Although the A10X Fusion is competent and has excellent Metal scores, Apple Arcade is going to be the driving force for the next big update to the AppleTV. I would expect additional DRAM and storage more than 64GB to be able to hold more games as Arcade allows downloads online/offline play and up to six family members. Throw in Bluetooth 5.0 and 802.11AX (iPhone 11/Pro/ProMax now have this) and a better remote and that’s the recipe for a newer up to date AppleTV 4K. To me, 2020 makes sense for this, if not this year even. I guess we’ll see how it shakes out.
 
They could be getting the Apple servers ready for the Mac Pro and Macbook Pro order flood! :)
And making sure they have the Mac OS Catalina update ready!
Doesn’t the store normally go down for updates like this? Not sure they did that with the AirPods yesterday?
 
Doesn’t the store normally go down for updates like this? Not sure they did that with the AirPods yesterday?

Apple is getting better at staging the store page updates. I did not see the Apple store go down for the Air Pod Pro update. Just like Amazon, they do not have to take down the store if they get a lot of orders. :)
 
I feel they wanted to have an October event with brand new hardware reveals (like Apple Tile or AR glasses) but ran into last minute issues and not to have a repeat of AirPower, they called off the event.

You are implying that they may have forced to delay the release of the 16-inch MacBook Pro?
 
People had similar reactions when Apple got rid of the floppy disk drive and numerous legacy ports on the iMac. Removing ports is a thing they like to do.

Sigh. This again.

(a) The iMac was pretty much a new line (apart from some formerly-known-as-Performa designs that were failing to sell) - it didn't leave existing customers in the lurch. The G3 tower kept the floppy and old ports (or, at leasts, slots that could take them) for longer.

(b) It was a desktop machine, so having a floppy-on-a-string (if you even needed it) wasn't such a big deal as with a laptop.

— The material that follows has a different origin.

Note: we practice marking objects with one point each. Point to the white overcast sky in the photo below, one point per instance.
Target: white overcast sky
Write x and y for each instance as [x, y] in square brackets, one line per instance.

(c) Floppies were well and truly obsolete and almost unusably small by then, when people had hard drives that could fit several thousand floppies. Floppies etc. were already being phased out of the laptop line - first as removable modules that could be replaced by extra batteries or Zip drives, then optional removable modules. If it would fit on a floppy it would fit in an email. People were using a mess of Zip drives, Syquests, optically-tracked 'superfloppies' and CD-Rs but with no one clear winner there was no obvious removable storage device to include.

I know when all my colleagues switched to PowerBook Tis I made the mistake of ordering floppy drives with each one - most of those ended up in cupboards, about 1 drive per 4 Macs would have been fine.

(d) The other ports that were lost included ADB (proprietary - with USB suddenly you could use any mouse and keyboard with a USB port and, yes, mice were coming with USB then - remember all those green USB-to-PS/2 dongles?) - localtalk (proprietary, and totally obsoleted by 10BaseT Ethernet) - RS423 (technically standard but annoyingly different from the de-facto standard RS232 and far inferior to USB) and SCSI (Increasingly only supported by expensive server-grade drives, plus: terminators and device IDs anybody?)

So, no, "Steve removed ports from the iMac" is not a justification for removing USB-A or SD-Cards when those formats are still at the height of their popularity, and the alternatives are just the old technologies packaged in a new connector.